A note provides that for model aircraft, the registration requirements provisions start to apply on or after 2 March 2020 (or a later day determined by the Director)—see subregulation 202.231(3).
Regulation 202.231 Registration of model aircraft
Subregulation 202.231(1) provides that on and after the model aircraft stage 1 application day, Division 47.C.2, as inserted by Schedule 1 to the amending regulations, apply in relation to the registration of an aircraft as a model aircraft, subject to this regulation and regulation 202.232. A note is inserted to state the model aircraft stage 1 application day is 2 March 2020 (or a later day determined by the Director).
Subregulation 202.231(2) provides that subject to regulation 11.055, on an application under regulation 47.097, as inserted by Schedule 1 to the amending regulations, that are made before the stage 2 model aircraft application day, CASA must register an aircraft as a model aircraft if satisfied of certain matters. A note is inserted to state the model aircraft stage 2 application day is 29 May 2020 (or a later day determined by the Director).
Subregulation 202.231(3) state the registration requirement provisions apply in relation to a model aircraft (within the meaning of regulation 101.023 as inserted by Schedule 2) on and after the model aircraft stage 2 application day. A note is inserted to state the registration requirement provisions start to apply on or after 13 December 2019 (or a later day determined by the Director).

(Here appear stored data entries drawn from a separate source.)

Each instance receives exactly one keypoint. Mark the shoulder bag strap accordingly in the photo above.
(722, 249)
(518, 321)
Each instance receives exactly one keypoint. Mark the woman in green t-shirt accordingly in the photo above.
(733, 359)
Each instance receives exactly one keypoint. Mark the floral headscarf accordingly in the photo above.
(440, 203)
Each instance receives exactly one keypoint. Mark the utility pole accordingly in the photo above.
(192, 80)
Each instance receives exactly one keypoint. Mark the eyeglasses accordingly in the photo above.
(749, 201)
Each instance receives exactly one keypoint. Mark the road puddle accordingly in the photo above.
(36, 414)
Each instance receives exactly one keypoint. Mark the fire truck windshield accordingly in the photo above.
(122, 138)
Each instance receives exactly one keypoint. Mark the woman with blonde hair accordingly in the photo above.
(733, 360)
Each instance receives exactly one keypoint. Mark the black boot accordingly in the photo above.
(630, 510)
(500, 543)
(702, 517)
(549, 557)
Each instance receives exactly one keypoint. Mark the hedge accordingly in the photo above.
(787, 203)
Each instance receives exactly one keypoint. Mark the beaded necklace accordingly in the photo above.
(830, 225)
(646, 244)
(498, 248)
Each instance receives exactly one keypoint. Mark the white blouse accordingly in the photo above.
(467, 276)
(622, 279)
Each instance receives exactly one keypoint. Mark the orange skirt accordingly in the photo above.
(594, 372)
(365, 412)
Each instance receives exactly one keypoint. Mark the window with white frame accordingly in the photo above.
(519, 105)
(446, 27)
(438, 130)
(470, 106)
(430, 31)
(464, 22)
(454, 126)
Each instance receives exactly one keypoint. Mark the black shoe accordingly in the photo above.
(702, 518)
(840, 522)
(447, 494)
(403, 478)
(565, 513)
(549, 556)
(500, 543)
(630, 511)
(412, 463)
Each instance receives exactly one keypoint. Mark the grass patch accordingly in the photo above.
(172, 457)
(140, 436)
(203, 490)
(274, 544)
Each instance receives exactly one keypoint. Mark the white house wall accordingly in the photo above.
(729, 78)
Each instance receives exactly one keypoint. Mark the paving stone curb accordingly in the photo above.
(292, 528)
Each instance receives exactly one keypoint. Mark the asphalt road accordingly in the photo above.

Regulation 202.232 Initial periods of registration of aircraft as model aircraft
Subregulation 202.232(1) provides that if an aircraft that begins to be registered as a model aircraft under Division 47.C.2 before 27 April 2020, the registration ends on the date specified in the table in the regulation.
Subregulation 202.232(2) provides that if the Director, determines a day for the purposes of the definition of model aircraft stage 1 application that is later than 2 March 2020 by a particular number of days (the extended number of days), a reference in the table in subregulation (1) is taken to be a reference to the day that is the extended number of days later.

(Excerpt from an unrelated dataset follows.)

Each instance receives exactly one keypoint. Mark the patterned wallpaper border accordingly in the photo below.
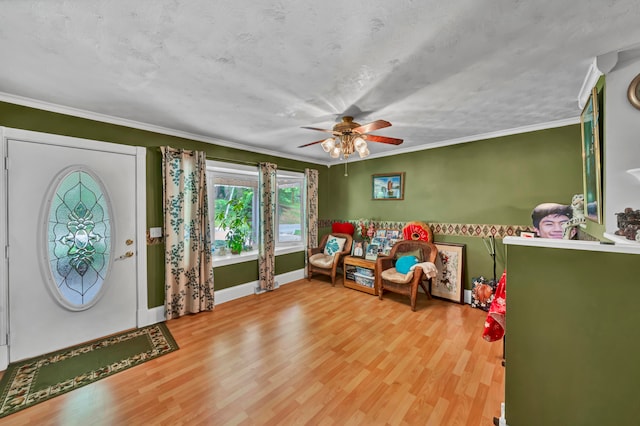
(453, 229)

Item 4 After Division 202.FA.1
New division heading Division 202.FA.2—Amendments made by Schedule 2 to the Civil Aviation Safety Amendment (Remotely Piloted Aircraft and Model Aircraft—Registration and Accreditation) Regulations 2019 is inserted.
Regulation 202.463 Definitions for Division 202.FA.2 provides for the following definitions in this Division: amending Regulations, model aircraft stage 1 application day model aircraft stage 2 application day and RPA application day.
Regulation 202.464 Delayed application - show cause notices provides that the amendments of the regulations by Schedule 2 to the amending regulations apply in relation to a show cause notice given by CASA on or after the commencement of that Schedule.
Regulation 202.465 Delayed application - RPA provides that on and after the RPA application day, certain provisions, as inserted by Schedule 2 to the amending Regulations, apply in relation to the operation of an RPA.
Regulation 202.466 Delayed application—model aircraft
New definition of model aircraft
Subregulation 202.466(1) is inserted to provide when the new definition for model aircraft will apply.
Subregulation 202.466(2) is inserted to provide for accreditation requirements and when they will apply.
Rules for operating model aircraft
Subegulation 202.466(3) is inserted to provide that the existing rules for operating model aircraft will continue to apply until immediately before the new definition and application of model aircraft commences.
Approval of areas for the operation of aircraft
Subregulation 202.466(4) is inserted to provide for the approval of areas for the operation of aircraft and when they will apply.
Enforcement of rules relating to model aircraft accreditation
Subregulation 202.466(5) is inserted to provide for the enforcement of rules relating to model aircraft accreditation and when the rules will apply.